Court Opinion

ID: 9748966
Source: CourtListenerOpinion
Date Created: 2023-08-27 16:19:06.960779+00
Date Added: 2024-06-11T07:25:41.149026
License: Public Domain

Justice SAYLOR,
concurring.
I join the majority opinion. I write only to note that, in the IOGA case, I joined Mr. Justice Nigro’s concurrence, which relied on the special characteristics of oil and gas to support the conclusion that such minerals were beyond the reach of Section 201 of the General County Assessment Law. I appreciated that oil and gas have been termed “real estate” in various decisions, but applying a strict construction of the statute most favorable to the taxpayers, I found sufficient ambiguity in Section 201 with regard to these minerals, in light of their vagrant and fugacious character, to support the taxpayers’ position.
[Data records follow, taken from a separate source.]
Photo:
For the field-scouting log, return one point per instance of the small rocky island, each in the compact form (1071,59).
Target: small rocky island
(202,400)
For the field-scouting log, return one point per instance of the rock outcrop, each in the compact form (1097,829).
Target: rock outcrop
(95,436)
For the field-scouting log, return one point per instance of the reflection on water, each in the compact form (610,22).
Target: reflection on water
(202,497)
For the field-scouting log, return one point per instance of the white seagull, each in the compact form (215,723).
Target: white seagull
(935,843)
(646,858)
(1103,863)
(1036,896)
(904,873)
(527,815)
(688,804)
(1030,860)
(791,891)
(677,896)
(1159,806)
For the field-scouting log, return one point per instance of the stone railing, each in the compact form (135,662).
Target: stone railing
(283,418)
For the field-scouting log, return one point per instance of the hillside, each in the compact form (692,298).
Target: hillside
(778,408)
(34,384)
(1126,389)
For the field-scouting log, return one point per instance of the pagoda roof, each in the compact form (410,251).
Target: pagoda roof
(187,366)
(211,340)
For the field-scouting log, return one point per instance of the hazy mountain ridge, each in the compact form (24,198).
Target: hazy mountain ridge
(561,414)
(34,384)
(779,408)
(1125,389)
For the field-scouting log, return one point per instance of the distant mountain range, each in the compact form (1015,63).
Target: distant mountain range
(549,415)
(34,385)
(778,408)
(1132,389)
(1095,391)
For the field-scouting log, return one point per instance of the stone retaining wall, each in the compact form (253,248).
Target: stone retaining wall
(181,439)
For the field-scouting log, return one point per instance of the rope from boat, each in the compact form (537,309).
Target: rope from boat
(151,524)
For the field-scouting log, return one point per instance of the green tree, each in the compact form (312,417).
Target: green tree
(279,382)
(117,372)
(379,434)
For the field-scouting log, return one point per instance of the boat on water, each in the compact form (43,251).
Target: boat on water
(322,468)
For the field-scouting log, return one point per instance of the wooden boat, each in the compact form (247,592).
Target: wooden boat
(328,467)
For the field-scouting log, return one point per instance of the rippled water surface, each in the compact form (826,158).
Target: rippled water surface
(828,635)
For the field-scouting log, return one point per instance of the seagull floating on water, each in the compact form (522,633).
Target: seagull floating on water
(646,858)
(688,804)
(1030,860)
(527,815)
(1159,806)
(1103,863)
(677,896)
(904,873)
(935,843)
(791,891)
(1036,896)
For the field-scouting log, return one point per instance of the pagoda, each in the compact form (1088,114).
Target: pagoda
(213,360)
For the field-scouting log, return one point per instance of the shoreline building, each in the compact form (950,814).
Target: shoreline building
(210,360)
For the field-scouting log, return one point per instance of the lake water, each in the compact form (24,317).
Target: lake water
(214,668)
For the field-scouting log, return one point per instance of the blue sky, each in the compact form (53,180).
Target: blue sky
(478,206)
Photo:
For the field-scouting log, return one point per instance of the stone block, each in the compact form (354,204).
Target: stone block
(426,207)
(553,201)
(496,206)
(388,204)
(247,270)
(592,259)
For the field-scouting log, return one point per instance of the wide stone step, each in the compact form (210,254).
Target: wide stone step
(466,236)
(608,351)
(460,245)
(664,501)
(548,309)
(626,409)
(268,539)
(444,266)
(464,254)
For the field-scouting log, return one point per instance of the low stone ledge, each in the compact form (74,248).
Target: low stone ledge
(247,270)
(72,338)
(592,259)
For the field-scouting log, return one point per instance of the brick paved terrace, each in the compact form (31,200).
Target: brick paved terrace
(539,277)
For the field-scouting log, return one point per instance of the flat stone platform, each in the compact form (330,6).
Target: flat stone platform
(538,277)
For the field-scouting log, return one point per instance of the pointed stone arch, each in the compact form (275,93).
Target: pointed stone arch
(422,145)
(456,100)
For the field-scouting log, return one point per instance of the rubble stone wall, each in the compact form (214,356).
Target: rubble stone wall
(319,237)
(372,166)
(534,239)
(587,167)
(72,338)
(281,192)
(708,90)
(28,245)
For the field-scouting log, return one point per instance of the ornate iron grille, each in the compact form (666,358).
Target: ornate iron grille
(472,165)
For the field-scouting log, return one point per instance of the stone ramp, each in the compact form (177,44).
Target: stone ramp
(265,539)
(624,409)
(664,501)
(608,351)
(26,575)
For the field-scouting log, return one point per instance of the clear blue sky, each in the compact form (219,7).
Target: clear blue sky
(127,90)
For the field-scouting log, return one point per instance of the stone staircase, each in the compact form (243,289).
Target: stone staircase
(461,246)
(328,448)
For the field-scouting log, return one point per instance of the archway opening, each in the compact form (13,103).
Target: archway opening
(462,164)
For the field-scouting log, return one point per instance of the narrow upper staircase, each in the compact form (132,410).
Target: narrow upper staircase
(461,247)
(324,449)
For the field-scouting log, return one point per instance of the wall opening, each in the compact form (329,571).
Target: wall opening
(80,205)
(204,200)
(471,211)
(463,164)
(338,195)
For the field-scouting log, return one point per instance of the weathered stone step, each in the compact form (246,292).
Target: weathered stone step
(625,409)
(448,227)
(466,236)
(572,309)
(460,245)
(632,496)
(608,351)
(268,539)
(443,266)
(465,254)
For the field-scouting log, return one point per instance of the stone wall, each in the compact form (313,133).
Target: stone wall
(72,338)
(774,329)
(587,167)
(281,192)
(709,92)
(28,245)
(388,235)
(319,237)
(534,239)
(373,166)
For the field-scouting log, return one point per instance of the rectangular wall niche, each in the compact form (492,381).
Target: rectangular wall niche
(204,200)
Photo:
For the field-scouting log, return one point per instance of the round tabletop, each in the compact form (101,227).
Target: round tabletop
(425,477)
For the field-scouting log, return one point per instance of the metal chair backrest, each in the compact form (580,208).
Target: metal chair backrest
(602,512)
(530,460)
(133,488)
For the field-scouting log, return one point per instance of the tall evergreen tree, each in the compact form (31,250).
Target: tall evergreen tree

However, with regard to solid minerals attached to the earth, on or beneath its surface, there seems to me to be no room for any similar ambiguity-these are almost universally understood to be real estate. See generally 58 C.J.S. Mines and Minerals § 141 (2007) (“Minerals in place are generally held to be a part of the real estate with all the attributes and incidents peculiar to the ownership of land, but after their removal from the land they become personalty.”). Thus, I conclude that Section 201 was plainly intended to reach them. See 72 P.S. § 5020-201(a) (providing for taxation of “[a]ll real estate” and “all other real estate not exempt by law from taxation”).